01 OCAK 2021
Koronavirüs (COVID-19), dünya genelinde hızla can almaya devam ediyor! Virüsten, kendimizi ve sevdiklerimizi mümkün olduğunca izole ederek korunmaya çalışıyoruz. Sosyal mesafelerimizi koruyarak, hijyen kurallarına sıkı sıkıya uyarak ve maskelerimizi evlerimizin dışında asla çıkartmamaya çalışarak. Umuyoruz bu zorlu günler sona erecek yakında.
Bazı salonlar yeni tedbirler uygulayarak kontrollü biçimde Temmuz ayından itibaren kapılarını açmışlardı. Kademeli ve kısmi olarak yaklaşık beş ay önce yeniden başlayan vizyona, 17 Kasım günü alınan bir dizi karar sonucu yeniden ara verildi.
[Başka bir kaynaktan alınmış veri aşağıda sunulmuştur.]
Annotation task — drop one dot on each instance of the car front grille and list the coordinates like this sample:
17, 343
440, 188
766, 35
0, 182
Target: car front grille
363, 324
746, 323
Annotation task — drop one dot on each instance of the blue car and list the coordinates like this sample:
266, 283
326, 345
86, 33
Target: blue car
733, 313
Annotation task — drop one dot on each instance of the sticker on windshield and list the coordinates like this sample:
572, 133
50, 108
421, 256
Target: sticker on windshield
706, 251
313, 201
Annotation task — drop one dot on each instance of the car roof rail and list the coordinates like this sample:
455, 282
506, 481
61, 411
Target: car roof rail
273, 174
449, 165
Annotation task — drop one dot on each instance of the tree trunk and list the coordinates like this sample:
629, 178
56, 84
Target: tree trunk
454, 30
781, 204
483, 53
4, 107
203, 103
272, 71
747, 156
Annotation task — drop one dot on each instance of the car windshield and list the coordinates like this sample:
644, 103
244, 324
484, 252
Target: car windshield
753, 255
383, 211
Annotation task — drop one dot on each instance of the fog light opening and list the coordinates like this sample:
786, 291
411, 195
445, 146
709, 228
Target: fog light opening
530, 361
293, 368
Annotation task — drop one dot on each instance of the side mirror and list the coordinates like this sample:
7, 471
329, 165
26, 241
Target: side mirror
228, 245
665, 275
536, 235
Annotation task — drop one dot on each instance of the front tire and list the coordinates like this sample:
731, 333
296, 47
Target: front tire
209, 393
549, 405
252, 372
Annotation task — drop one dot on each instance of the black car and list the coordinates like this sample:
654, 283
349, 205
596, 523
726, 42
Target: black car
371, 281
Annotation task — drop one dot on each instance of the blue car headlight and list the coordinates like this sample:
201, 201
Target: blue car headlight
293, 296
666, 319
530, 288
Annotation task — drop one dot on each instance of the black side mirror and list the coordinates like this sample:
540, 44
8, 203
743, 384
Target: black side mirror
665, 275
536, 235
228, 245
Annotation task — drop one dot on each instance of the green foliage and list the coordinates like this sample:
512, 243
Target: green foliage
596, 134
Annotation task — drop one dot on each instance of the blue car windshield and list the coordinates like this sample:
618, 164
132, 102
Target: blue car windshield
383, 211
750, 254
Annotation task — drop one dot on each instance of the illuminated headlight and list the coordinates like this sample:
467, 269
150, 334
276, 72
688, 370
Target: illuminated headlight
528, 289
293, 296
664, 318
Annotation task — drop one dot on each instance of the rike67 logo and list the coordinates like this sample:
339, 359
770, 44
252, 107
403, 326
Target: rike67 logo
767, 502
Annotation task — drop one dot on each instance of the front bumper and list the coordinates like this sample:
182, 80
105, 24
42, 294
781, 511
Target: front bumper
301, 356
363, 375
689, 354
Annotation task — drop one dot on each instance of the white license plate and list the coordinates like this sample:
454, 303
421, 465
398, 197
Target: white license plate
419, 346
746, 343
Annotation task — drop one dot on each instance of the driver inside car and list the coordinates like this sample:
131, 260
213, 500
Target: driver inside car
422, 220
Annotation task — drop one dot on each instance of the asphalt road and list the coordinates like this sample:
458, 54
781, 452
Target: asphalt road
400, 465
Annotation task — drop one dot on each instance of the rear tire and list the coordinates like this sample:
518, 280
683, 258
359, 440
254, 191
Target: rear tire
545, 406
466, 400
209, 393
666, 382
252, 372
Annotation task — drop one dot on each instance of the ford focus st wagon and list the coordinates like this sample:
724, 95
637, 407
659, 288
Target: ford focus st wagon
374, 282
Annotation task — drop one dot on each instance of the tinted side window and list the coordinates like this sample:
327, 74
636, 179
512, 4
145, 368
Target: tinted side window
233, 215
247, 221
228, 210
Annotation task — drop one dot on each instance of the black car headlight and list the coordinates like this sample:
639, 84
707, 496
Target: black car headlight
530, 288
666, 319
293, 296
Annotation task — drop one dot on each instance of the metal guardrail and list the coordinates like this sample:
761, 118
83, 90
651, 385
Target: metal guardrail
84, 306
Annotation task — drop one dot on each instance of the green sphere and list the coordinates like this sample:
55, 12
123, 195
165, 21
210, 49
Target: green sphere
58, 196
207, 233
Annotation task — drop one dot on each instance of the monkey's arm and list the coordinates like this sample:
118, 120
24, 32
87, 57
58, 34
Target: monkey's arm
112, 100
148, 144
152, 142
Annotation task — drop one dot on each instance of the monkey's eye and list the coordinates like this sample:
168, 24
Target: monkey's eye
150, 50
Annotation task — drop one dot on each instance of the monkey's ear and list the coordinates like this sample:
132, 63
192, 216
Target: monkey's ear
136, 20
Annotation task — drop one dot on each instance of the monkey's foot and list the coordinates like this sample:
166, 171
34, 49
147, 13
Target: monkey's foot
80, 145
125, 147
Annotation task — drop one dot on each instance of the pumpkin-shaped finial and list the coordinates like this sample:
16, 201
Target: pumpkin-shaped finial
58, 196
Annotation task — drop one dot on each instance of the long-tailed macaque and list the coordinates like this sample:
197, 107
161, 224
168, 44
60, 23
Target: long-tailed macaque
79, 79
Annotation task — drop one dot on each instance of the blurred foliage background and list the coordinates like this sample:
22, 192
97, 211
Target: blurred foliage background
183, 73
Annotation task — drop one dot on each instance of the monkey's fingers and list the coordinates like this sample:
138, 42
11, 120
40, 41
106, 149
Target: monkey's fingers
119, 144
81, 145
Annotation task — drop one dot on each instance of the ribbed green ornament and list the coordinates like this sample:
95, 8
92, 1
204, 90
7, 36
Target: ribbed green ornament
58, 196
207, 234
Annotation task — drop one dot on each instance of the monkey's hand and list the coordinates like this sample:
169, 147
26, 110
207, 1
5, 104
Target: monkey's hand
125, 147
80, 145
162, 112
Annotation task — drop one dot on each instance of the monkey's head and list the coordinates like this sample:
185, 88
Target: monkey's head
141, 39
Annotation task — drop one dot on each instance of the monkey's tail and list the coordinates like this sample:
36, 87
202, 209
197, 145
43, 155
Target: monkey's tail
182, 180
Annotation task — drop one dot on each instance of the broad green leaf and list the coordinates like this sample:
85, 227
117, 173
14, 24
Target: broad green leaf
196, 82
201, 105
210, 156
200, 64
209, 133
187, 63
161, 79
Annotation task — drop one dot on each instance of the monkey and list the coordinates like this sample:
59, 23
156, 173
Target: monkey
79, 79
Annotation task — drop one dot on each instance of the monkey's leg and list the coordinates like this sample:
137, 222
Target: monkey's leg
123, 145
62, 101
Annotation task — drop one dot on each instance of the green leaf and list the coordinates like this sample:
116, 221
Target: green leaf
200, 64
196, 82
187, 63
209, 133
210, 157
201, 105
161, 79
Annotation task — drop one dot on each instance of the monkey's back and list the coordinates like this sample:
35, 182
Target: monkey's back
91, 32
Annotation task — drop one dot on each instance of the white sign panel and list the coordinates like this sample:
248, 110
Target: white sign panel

Covid-19 tedbirleri gereği sinema salonlarının yılsonuna dek kapalı olacağı açıklandı. Umuyoruz sağlıkla açılır perdeler en kısa sürede. Şimdi kendimizi ve sevdiklerimizi pandemiden korumak, umutla beklemek zamanı.
Siz değerli okuyucularla, henüz vizyon filmsiz kaldığı ilk günlerden bu yana, Mart ayından bu güne, artık hayatta olmayan canım ‘Sinema’ dergisindeki ‘Sinemadan Çıkmış İnsan’ adlı köşemde, geçmiş sayılarda yayınlanmış eski yazılarımı paylaşıyorum. Mart-Nisan-Mayıs-Haziran-Temmuz-Ağustos-Eylül, Ekim, Kasım, Aralık ve şimdi Ocak aylarında, köşemde yazdığım eski yazıları… Bu hafta, 2007 ve 2008 yıllarının Ocak ayındayız! O yılların Ocak ayında sinema ve vizyon gündeminde, ‘yeni’, ‘düzgün’ ve ‘iyi’ olan ne varsa yazıda yer alıyor…
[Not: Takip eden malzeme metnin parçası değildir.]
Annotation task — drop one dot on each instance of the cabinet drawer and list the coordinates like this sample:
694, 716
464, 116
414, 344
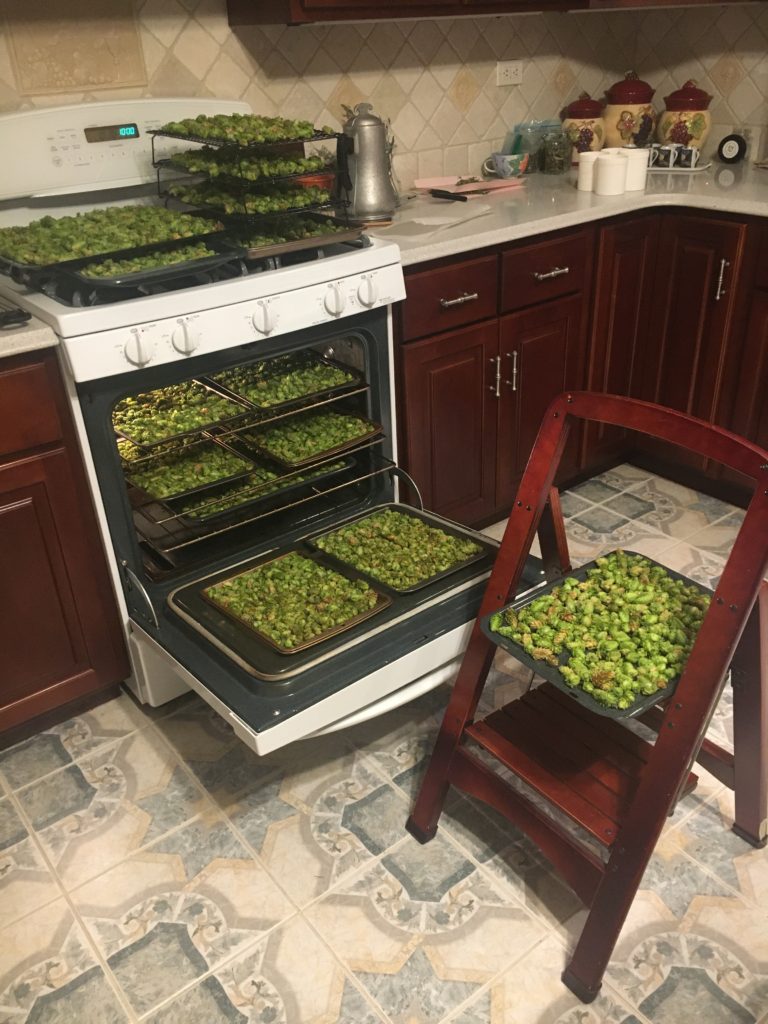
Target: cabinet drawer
545, 270
28, 406
450, 296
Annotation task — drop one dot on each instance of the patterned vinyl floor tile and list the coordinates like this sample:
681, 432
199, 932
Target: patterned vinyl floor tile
290, 976
64, 743
424, 929
48, 974
210, 886
26, 881
96, 812
169, 914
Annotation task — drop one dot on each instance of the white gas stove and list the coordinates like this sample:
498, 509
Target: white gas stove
335, 309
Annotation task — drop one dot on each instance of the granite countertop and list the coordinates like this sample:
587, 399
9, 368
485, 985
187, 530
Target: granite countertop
547, 204
30, 337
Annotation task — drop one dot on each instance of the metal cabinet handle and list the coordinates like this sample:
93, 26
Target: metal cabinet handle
720, 292
466, 297
496, 387
559, 271
133, 581
513, 383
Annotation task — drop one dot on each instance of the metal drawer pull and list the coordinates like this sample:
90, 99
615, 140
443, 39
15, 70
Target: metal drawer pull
559, 271
513, 382
497, 386
448, 303
724, 264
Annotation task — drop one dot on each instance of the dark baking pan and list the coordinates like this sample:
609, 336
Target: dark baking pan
251, 440
34, 274
242, 409
282, 486
406, 510
222, 251
382, 602
552, 674
184, 453
282, 367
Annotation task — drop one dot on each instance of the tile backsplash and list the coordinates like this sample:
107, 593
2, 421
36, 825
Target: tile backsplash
435, 80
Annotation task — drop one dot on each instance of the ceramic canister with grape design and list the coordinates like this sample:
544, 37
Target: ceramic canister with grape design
585, 125
630, 119
686, 119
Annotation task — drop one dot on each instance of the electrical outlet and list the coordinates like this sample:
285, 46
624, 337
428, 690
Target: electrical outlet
508, 72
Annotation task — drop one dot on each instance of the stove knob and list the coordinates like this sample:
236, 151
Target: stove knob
368, 293
262, 318
138, 349
334, 300
184, 340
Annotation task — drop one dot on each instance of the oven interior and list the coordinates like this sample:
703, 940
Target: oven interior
174, 550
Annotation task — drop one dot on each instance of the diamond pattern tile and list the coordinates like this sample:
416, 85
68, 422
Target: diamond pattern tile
422, 74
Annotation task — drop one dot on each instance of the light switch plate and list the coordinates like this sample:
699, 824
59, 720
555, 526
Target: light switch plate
508, 72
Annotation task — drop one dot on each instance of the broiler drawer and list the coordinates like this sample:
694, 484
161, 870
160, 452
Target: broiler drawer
446, 297
545, 270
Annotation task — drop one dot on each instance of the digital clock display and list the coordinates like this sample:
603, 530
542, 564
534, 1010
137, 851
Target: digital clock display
111, 133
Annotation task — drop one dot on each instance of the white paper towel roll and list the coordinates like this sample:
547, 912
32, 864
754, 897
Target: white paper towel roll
637, 168
610, 174
586, 179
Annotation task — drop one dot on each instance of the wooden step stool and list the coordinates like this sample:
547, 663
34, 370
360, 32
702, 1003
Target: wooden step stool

Sinema salonlarına bir an evvel ‘temelli ve sağlıklı biçimde’ dönmeyi ümit ederek, koronavirüse karşı önlemlerinizi aksatmamaya ve içinizde yaşayan sinemadan çıkmış insanın elini kesinlikle bırakmamaya devam edin. Herkese iyi seyirler, sağlıklı günler!
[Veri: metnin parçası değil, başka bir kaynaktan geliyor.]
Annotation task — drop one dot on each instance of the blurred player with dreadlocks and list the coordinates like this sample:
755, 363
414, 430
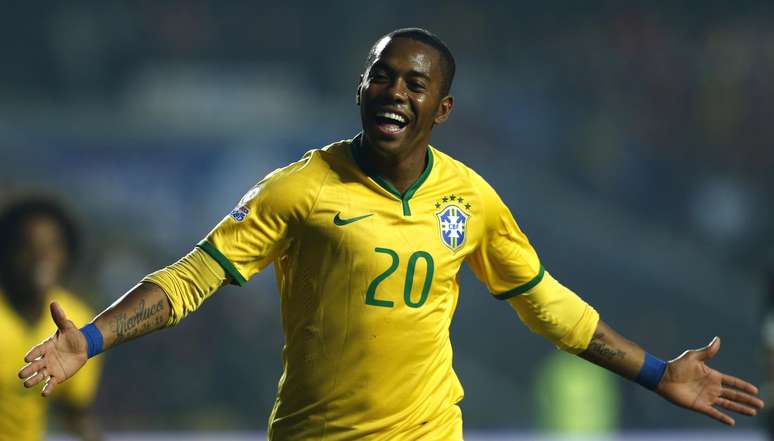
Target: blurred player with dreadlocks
38, 244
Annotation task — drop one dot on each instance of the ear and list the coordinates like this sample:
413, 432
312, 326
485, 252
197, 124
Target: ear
444, 109
357, 90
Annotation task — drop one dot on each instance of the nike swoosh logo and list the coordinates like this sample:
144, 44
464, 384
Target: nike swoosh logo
341, 222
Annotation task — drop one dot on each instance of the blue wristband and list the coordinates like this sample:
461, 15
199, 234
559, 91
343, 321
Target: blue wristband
652, 370
93, 339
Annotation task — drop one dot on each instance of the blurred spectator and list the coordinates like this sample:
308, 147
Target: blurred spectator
564, 386
38, 244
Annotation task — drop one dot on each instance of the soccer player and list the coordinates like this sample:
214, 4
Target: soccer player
37, 246
367, 236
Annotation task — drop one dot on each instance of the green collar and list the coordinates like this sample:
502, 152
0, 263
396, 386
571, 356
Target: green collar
404, 198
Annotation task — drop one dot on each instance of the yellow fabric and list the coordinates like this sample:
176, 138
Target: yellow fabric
23, 411
368, 287
188, 283
558, 314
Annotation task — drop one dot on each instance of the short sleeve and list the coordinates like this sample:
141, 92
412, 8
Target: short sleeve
503, 259
258, 229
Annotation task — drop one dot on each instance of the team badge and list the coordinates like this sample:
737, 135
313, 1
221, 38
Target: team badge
239, 213
453, 224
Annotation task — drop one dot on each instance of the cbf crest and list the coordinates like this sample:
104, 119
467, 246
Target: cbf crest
453, 221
Bu arada bugün 1 Ocak 2021. Yeni yılın ilk günü… Kapkara yıl geride kalsın! Yeni yıl, her şeyden önce hepimize sağlık getirsin. Sağlıkla, neşeyle, huzurla, yepyeni filmlerle…
Vizyon madem halen filmsiz, evlerdeyiz; her hafta naçizane iyi filmler ve diziler önermek isterim sizlere… ‘Önce Tavsiyeler’ adlı bu yeni bölüm, sizlere her hafta sinema tarihinden 5 klasik film ve popüler olsun olmasın; ‘Sinemadan Çıkmış İnsan’ın beğendiği ‘güncelleri’ öneriyor!
ÖNCE TAVSİYELER…
SİNEMA TARİHİNDEN 5 KLASİK
À bout de souffle / Serseri Aşıklar (Yönetmen: Jean Luc-Godard / 1960)
Jules et Jim / Unutulmayan Sevgili (Yönetmen: François Truffaut / 1962)
La Notte / Gece (Yönetmen: Michelangelo Antonioni / 1961)
Au Hasard Balthazar / Rastgele Balthazar (Yönetmen: Robert Bresson / 1966)
Tystnaden / Sessizlik (Yönetmen: Ingmar Bergman / 1963)
Güncel öneriler
Filmler:
The Midnight Sky (Yönetmen: George Clooney)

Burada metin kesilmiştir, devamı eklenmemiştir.